By Bryan Beck, 2017
The native plant garden at the Plano Heritage Farmstead Museum has been through a lot in the past month or so. First, came the boot-deep snows and the bone-chilling cold. Next was the eighty-degree temperatures that we had at the end of February. Then hail and even fog reared their ugly heads. And, most recently we have seen the pre-April showers and wind that we are accustomed to getting around here. But none of these plagues could stunt the emergence of our wonderful prairie natives at the Farmstead!
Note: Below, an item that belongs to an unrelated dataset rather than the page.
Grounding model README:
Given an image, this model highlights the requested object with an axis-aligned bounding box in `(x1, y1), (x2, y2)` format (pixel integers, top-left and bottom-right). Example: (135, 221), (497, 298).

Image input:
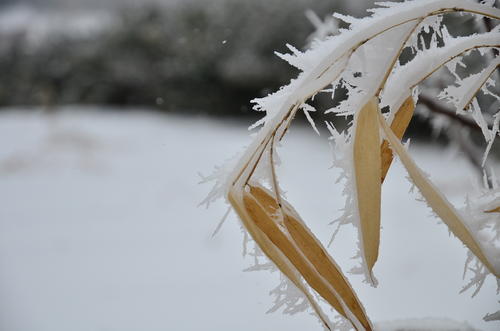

Or so we thought… The middle of March brought about the one plague that the Farmstead garden hadn’t been accustomed to since its inception. Part of the garden was mistakenly weed-whacked by some overly zealous maintenance workers! Now, I don’t blame them totally… If someone gave me a weed eater, and some gasoline and told me to go whack back some weeds I’d do it, too. Unfortunately, the team in charge of upkeep at the Farmstead haven’t had a Master Naturalist class in a while and had a hard time distinguishing between the dandelions and the Texas Star. It was harder to discern the Dallas grass from the Indian grass, and our coneflowers were mistaken for clover flowers in a large patch of the garden. Not all the garden suffered cutbacks (pun intended), but a fair amount of our native sons and daughters were taken to the ground by the whirling weed machine.
So, if you see Lu Anne, Deb, Logan, or the Nappers (our regulars) at a virtual meeting, put a virtual arm around them and tell them it’ll be ok. It’s a good thing that our Texas native plants are as tough as the conditions they are raised under. Remember, our prairie is maintained by disturbance. Buffalo, bison, fire, and humanity has all threatened these plants in the past. And, there are few worse disturbances than the mechanized mayhem that happened at the Farmstead. But know that the plants’ roots are strong, and their resilience is even stronger. Please make plans to come out to the Plano Heritage Farmstead garden later in the Spring to enjoy the rehabilitated and rejuvenated plants and people that call our Blackland Prairie home!